A Final Few Words

Due to some hurricane-related power problems, I’ll have to limit myself to just a few random comments.

Miedzian appears to believe that salaries should reflect some Platonic version of the importance, difficulty, and responsibility of a job. Sometimes they do, but not because a philosopher king got to determine things. It’s because of supply and demand. There are enough childcare workers available to keep salaries low; if there were not, workers would earn more. (Though let’s face it, if they did, fewer women would find it feasible to work outside the home.) I have no idea why parking lot attendants make what they do, but if parking lot owners could find capable men or women willing to work for less, they would hire them in a second.

To the question of research that purportedly proves gender discrimination: the studies in question do not stand up to a reasonably skeptical reading. The “statistical evidence” of discrimination by Wal-Mart does not consider hours, work experience, or other variables. The report originally referenced by Hess showing a substantial discrepancy in earnings between men and women straight out of business school was sponsored by Catalyst, an advocacy group for women in business. That fact by itself doesn’t disqualify its findings, but a close reading yields enough questions to do so. Why, for instance, does the study include subjects from Asia, Europe, the United States and Canada? The unexamined variables are immense. At any rate, the Catalyst study is at odds with this peer-reviewed Harvard and University of Chicago study.

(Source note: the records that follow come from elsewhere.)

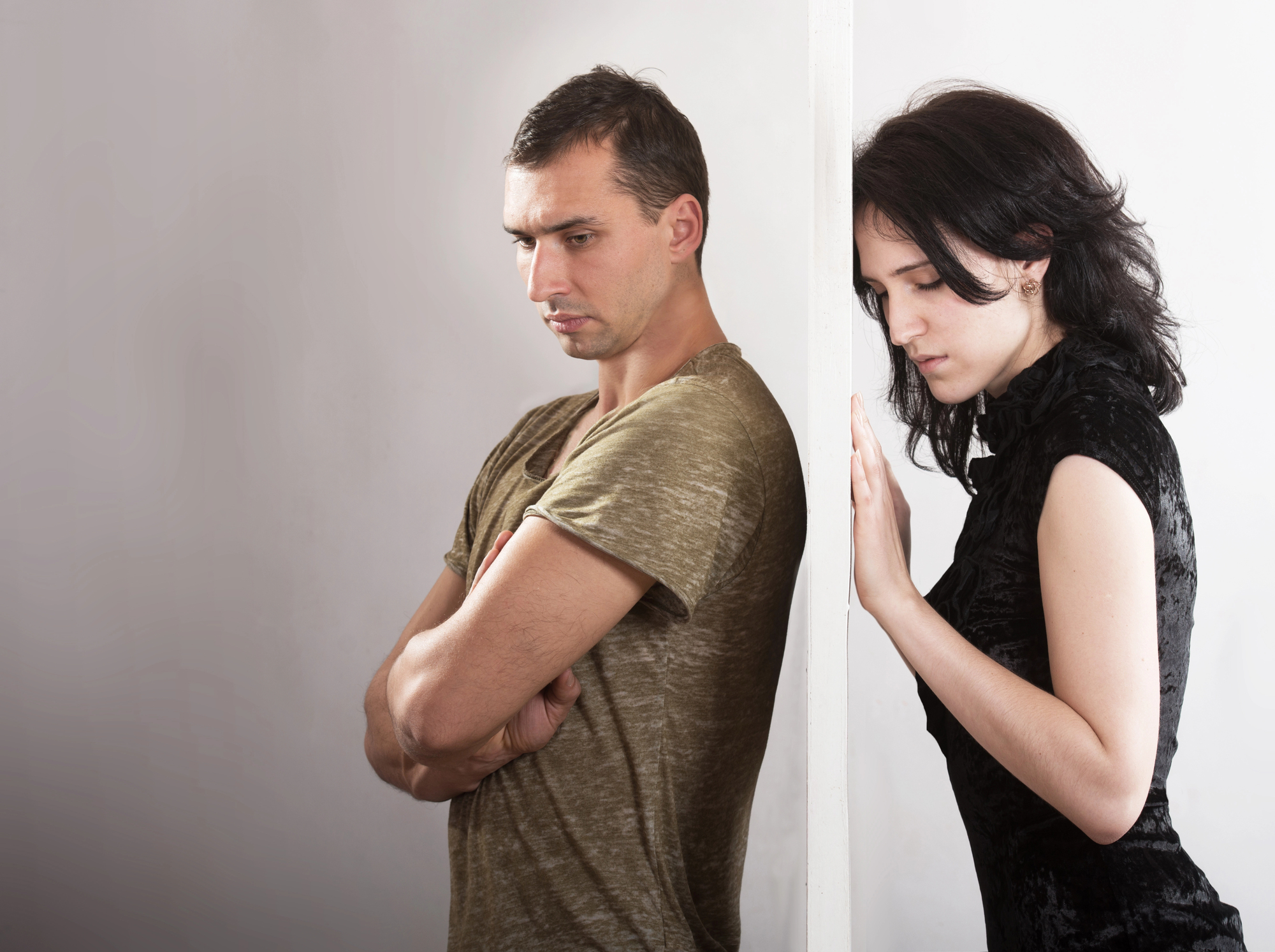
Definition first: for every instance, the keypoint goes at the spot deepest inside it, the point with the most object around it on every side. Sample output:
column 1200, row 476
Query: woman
column 1023, row 304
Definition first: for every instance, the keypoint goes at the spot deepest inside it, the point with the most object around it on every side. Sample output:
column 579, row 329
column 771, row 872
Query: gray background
column 261, row 326
column 1176, row 99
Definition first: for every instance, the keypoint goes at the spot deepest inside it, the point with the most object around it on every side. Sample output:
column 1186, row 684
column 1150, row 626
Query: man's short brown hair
column 659, row 154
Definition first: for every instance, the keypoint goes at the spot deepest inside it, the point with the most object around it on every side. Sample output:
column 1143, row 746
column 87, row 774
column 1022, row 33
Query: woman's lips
column 567, row 323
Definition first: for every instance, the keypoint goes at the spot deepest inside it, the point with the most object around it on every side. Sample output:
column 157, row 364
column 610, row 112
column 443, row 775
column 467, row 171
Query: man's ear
column 687, row 221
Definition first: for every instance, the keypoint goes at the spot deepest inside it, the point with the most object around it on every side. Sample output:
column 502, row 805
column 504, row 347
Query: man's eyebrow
column 562, row 226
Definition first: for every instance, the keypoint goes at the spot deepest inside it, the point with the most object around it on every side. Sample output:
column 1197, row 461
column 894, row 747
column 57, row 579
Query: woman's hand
column 883, row 521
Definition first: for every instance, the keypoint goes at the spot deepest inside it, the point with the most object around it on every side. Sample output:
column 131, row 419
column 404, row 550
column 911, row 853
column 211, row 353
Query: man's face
column 594, row 263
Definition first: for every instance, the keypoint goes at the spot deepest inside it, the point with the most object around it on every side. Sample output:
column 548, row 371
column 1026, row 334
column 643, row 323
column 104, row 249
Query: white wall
column 1175, row 98
column 261, row 328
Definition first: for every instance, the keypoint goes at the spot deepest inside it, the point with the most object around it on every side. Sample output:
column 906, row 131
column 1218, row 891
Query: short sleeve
column 462, row 546
column 671, row 485
column 458, row 557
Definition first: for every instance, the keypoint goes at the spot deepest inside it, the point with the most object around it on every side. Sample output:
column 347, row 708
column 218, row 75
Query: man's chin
column 588, row 348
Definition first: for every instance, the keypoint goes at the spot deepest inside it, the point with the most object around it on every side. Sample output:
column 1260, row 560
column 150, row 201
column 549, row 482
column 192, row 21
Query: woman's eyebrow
column 906, row 268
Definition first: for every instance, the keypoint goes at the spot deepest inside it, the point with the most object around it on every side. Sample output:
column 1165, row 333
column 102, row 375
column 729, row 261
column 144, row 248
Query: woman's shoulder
column 1107, row 413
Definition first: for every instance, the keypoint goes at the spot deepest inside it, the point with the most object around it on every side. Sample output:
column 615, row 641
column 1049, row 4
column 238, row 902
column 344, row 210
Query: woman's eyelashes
column 933, row 286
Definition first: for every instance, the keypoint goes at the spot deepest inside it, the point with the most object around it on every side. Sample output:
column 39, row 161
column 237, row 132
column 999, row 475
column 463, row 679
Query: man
column 597, row 706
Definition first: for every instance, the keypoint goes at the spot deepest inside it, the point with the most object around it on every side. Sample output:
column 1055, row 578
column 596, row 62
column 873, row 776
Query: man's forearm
column 381, row 744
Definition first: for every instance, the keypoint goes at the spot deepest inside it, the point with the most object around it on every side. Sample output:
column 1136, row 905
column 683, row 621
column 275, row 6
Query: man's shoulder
column 553, row 414
column 720, row 382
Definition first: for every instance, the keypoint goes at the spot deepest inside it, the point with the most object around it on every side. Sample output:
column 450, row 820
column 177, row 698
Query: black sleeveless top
column 1046, row 884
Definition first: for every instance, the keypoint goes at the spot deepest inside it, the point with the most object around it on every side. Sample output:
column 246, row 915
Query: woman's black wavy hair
column 989, row 166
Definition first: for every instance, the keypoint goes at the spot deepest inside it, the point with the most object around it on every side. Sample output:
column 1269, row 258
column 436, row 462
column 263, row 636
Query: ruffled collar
column 1036, row 391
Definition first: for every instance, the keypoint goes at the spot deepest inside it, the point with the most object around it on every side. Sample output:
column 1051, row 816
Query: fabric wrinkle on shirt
column 628, row 830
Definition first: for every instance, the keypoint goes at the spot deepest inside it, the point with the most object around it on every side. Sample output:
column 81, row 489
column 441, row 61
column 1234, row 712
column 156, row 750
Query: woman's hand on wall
column 883, row 520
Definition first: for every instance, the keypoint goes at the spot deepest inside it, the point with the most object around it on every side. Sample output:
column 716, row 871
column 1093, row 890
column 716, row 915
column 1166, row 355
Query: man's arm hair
column 381, row 745
column 545, row 603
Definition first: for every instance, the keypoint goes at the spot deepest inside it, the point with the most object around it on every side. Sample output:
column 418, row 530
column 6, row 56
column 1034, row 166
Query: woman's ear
column 1037, row 234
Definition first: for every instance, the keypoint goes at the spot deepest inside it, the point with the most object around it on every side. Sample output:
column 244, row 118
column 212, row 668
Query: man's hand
column 528, row 730
column 497, row 675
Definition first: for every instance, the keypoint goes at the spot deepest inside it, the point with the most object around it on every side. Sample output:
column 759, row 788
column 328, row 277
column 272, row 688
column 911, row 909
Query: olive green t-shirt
column 628, row 830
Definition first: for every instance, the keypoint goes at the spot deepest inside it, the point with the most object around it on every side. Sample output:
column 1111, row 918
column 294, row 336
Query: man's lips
column 926, row 362
column 565, row 323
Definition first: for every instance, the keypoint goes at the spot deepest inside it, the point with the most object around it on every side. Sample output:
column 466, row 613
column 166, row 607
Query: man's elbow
column 1115, row 816
column 425, row 733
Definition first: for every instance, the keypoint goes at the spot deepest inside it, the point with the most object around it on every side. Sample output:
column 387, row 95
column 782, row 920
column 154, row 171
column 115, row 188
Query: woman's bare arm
column 1089, row 748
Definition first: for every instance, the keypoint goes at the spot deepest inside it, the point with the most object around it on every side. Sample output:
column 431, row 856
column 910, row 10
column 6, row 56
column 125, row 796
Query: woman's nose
column 906, row 325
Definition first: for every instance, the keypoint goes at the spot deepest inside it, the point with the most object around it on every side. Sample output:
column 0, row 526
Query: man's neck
column 683, row 327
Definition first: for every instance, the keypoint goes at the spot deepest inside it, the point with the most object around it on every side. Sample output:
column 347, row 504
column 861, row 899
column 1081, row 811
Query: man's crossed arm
column 475, row 682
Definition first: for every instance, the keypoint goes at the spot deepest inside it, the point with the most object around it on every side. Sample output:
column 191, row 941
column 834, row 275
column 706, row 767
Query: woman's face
column 961, row 349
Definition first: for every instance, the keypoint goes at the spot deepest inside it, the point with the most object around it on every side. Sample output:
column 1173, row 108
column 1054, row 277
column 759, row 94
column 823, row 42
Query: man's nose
column 906, row 323
column 546, row 276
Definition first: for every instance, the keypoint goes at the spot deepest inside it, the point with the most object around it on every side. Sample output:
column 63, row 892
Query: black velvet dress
column 1045, row 883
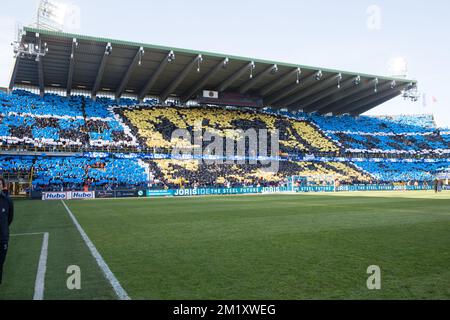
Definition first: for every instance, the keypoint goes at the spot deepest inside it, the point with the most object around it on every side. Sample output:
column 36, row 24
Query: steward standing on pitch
column 6, row 218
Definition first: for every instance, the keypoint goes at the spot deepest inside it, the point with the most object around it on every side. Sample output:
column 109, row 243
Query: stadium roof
column 77, row 62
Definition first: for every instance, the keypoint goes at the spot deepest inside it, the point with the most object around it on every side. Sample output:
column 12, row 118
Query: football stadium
column 143, row 171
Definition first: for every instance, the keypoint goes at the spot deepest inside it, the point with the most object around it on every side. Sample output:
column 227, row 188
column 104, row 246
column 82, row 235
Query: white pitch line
column 118, row 289
column 39, row 284
column 42, row 269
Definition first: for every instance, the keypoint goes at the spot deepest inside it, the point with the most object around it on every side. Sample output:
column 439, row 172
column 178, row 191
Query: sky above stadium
column 360, row 36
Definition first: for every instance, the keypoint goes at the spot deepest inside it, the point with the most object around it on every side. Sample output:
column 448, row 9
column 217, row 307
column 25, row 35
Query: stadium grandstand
column 85, row 113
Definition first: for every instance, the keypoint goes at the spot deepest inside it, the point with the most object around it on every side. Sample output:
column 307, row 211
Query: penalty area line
column 118, row 289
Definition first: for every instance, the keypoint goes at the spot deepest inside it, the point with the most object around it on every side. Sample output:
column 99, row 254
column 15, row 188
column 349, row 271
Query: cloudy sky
column 354, row 35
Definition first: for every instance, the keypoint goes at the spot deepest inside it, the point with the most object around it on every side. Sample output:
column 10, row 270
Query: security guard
column 6, row 218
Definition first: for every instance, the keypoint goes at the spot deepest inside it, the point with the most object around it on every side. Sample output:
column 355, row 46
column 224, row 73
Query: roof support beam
column 367, row 89
column 199, row 85
column 275, row 84
column 369, row 106
column 137, row 60
column 41, row 77
column 228, row 82
column 14, row 74
column 376, row 96
column 101, row 69
column 309, row 104
column 250, row 83
column 176, row 82
column 71, row 67
column 309, row 91
column 280, row 94
column 154, row 77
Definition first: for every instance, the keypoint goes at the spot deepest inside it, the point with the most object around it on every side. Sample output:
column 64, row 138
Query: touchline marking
column 42, row 269
column 27, row 234
column 39, row 285
column 118, row 289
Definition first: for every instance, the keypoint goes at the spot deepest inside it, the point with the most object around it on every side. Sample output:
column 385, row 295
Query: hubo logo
column 55, row 196
column 229, row 146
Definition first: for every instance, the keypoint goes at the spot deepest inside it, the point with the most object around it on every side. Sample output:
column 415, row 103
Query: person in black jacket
column 6, row 218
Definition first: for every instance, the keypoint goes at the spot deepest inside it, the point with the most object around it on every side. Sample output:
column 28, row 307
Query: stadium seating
column 78, row 121
column 28, row 119
column 387, row 171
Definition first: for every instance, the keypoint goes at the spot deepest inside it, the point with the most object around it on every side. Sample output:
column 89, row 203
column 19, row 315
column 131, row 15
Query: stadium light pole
column 199, row 85
column 302, row 84
column 277, row 83
column 307, row 104
column 14, row 74
column 101, row 70
column 253, row 81
column 361, row 98
column 361, row 104
column 230, row 80
column 71, row 67
column 154, row 77
column 309, row 91
column 176, row 82
column 137, row 61
column 365, row 89
column 377, row 102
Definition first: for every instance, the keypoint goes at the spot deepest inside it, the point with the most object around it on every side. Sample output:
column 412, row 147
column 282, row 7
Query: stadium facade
column 85, row 113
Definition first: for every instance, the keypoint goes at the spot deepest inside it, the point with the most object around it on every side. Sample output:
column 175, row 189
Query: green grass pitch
column 303, row 246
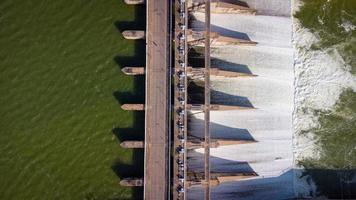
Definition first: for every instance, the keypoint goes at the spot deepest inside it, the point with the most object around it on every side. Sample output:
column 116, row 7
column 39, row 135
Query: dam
column 224, row 128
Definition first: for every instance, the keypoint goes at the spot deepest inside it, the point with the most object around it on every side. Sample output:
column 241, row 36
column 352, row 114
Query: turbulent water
column 325, row 105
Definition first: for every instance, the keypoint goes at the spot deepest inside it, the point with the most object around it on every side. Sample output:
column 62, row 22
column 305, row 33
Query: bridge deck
column 157, row 106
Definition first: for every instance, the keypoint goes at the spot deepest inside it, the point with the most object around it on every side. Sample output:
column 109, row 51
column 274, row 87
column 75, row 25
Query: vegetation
column 334, row 172
column 333, row 21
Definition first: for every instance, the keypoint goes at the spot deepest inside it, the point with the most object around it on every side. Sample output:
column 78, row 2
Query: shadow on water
column 196, row 59
column 136, row 131
column 218, row 131
column 196, row 96
column 218, row 165
column 335, row 184
column 199, row 26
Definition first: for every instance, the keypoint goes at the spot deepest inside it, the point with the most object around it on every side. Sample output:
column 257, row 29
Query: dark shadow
column 137, row 95
column 335, row 184
column 218, row 131
column 236, row 2
column 196, row 59
column 196, row 96
column 199, row 26
column 218, row 165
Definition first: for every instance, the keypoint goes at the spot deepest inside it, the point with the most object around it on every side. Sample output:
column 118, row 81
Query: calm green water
column 57, row 99
column 334, row 173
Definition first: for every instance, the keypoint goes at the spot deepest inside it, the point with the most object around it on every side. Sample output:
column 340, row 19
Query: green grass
column 334, row 171
column 59, row 92
column 325, row 18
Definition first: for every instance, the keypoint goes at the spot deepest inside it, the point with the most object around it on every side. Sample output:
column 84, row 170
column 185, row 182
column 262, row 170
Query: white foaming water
column 270, row 99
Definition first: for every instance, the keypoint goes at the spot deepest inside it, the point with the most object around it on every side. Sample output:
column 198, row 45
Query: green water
column 59, row 91
column 334, row 171
column 332, row 21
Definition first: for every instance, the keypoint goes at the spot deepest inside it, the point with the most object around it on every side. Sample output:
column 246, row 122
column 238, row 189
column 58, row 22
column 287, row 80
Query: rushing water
column 57, row 108
column 331, row 171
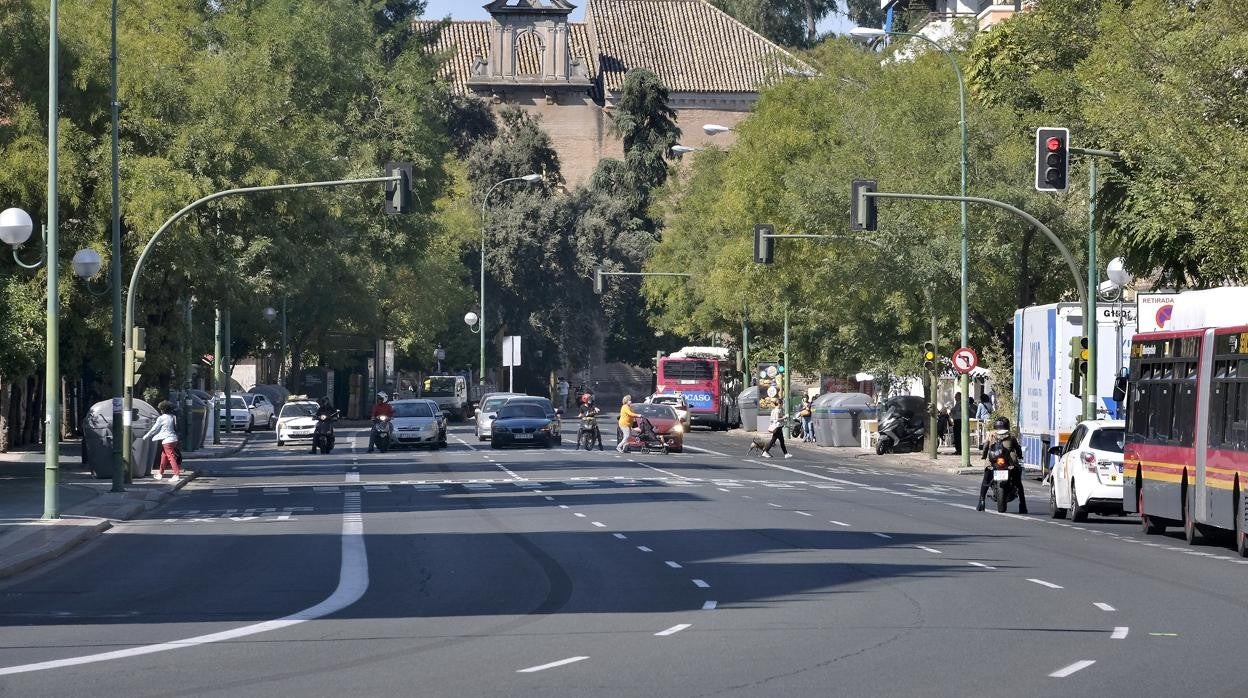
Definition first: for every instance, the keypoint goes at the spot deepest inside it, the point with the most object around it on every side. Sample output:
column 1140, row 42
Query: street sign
column 965, row 360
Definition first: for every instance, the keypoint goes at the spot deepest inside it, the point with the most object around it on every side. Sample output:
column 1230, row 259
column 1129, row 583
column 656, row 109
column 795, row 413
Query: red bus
column 1186, row 455
column 704, row 377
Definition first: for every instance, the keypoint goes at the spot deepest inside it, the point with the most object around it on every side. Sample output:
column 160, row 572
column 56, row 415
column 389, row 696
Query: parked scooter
column 902, row 427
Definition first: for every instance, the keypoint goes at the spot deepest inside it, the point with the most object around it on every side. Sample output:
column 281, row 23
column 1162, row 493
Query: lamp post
column 484, row 202
column 866, row 34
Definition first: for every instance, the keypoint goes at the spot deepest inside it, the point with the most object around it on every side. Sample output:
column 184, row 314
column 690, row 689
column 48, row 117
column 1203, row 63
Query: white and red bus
column 705, row 377
column 1186, row 455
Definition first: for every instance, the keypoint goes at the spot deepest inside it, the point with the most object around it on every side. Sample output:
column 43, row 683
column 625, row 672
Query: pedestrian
column 165, row 431
column 808, row 420
column 776, row 433
column 625, row 422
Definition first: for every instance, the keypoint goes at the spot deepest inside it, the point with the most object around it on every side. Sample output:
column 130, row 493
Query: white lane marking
column 673, row 629
column 552, row 664
column 1076, row 667
column 352, row 584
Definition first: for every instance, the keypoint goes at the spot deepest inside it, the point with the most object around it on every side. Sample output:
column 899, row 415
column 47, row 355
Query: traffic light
column 862, row 211
column 398, row 192
column 1052, row 159
column 764, row 246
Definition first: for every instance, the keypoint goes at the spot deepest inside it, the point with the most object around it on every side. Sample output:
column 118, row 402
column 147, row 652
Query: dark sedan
column 523, row 425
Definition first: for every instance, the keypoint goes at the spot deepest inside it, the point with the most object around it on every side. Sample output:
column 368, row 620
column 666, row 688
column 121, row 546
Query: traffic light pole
column 129, row 390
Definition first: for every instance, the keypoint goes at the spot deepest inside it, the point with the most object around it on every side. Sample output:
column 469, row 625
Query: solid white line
column 1076, row 667
column 673, row 629
column 552, row 664
column 352, row 584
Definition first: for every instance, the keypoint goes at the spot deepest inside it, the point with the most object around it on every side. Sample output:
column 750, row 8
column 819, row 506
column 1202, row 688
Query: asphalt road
column 478, row 572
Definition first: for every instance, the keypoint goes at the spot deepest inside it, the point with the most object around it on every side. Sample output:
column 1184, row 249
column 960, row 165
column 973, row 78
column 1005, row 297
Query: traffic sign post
column 965, row 360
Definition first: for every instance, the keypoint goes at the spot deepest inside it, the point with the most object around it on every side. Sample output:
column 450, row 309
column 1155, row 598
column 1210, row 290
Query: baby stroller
column 644, row 438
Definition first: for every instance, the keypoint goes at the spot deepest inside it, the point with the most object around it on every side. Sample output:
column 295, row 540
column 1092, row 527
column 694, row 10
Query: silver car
column 488, row 408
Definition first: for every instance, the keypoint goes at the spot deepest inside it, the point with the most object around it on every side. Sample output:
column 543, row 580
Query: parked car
column 261, row 410
column 1088, row 472
column 418, row 422
column 677, row 402
column 665, row 422
column 524, row 423
column 488, row 408
column 237, row 413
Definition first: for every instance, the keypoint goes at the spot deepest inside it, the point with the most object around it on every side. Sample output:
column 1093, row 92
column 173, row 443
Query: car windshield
column 522, row 411
column 298, row 410
column 1108, row 440
column 439, row 386
column 493, row 403
column 652, row 411
column 412, row 410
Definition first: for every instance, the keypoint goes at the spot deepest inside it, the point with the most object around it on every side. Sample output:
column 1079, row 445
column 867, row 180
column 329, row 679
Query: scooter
column 383, row 432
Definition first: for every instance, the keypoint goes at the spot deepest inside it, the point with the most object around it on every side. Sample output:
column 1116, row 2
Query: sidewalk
column 86, row 506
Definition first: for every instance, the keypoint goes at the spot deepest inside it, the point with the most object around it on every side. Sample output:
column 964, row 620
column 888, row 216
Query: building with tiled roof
column 528, row 54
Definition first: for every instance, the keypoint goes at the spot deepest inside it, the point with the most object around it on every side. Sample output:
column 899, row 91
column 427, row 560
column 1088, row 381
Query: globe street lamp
column 484, row 202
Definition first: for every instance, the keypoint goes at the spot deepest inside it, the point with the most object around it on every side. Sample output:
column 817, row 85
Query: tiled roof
column 466, row 40
column 690, row 44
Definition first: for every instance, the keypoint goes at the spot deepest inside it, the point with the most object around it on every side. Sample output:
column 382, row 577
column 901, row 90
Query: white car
column 678, row 402
column 1088, row 472
column 261, row 410
column 488, row 408
column 296, row 421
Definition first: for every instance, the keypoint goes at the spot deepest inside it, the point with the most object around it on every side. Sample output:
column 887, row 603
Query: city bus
column 705, row 377
column 1186, row 455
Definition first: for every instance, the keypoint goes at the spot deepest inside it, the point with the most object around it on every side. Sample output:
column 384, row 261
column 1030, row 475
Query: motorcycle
column 322, row 436
column 383, row 432
column 902, row 427
column 588, row 435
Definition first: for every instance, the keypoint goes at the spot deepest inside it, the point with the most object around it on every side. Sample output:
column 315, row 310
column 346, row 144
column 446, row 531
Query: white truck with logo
column 1047, row 410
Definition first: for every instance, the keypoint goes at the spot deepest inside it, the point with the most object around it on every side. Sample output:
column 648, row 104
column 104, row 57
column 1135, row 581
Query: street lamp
column 867, row 34
column 529, row 179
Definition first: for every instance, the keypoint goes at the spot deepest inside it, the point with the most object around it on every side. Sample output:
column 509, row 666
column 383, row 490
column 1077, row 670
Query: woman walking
column 165, row 431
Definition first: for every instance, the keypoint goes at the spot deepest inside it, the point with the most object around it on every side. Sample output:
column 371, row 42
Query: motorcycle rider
column 1002, row 443
column 589, row 410
column 323, row 410
column 382, row 407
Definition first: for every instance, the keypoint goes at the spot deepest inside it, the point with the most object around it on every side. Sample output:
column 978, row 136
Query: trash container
column 748, row 403
column 97, row 440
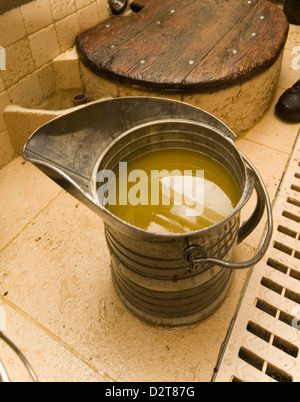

Hess interprets my position as ”women choose and men follow,” or rather women make “individual choice” and men follow “cultural destiny.” This sets up an absolute distinction between individual agency and cultural influence that I don’t accept. Individual choice is always circumscribed by biology, by scarcity—and by culture. Hess herself seems to admit as much when she refers to “lowered cultural expectations” that make women avoid STEM fields. But if “lowered cultural expectations” make women choose to study education rather than physics—an open question from my perspective—then surely cultural expectations could make them choose to have children on their own—or not. Surely men too can face “lowered cultural expectations” as lovers, husbands, and fathers that influence their choices. This all means that women’s choices and men’s choices cannot easily be disentangled. Men choose in a way that affects women’s choices and vice versa. For the foreseeable future, at any rate, the sexes are interdependent.

Also from this issue

Lead Essay

  • Kay Hymowitz connects several worrisome trends: Men underperform women in high school and college. Men are going to college less altogether, even at many elite schools. Men are often less likely than similarly situated women to own a home. Men earn fewer graduate degrees and are underrepresented in the new, knowledge-based economy. Hymowitz suggests three possible causes for the decline of men: the decline of the industrial economy; girls’ superiority in the context of traditional educational methods; and a third, “existential reason” — men are increasingly deprived of marriage, and thus of a key motivator to male achievement. Public policy implications may vary depending on which cause one finds most important, but they might range from pedagogical reforms to government incentives for marriage and family.

Response Essays

  • Jessica Bennett characterizes the decline of men as both “exaggerated” and sometimes “plain wrong.” Women have made great strides, but the pay gap persists across occupations, even after controlling for children and education. The recent recession has been difficult for men, but at least they’ve bounced back in the recovery; women haven’t. Elaborate concern about masculinity at best hides enduring inequality—and at worst blames women for a lengthy set of non-problems.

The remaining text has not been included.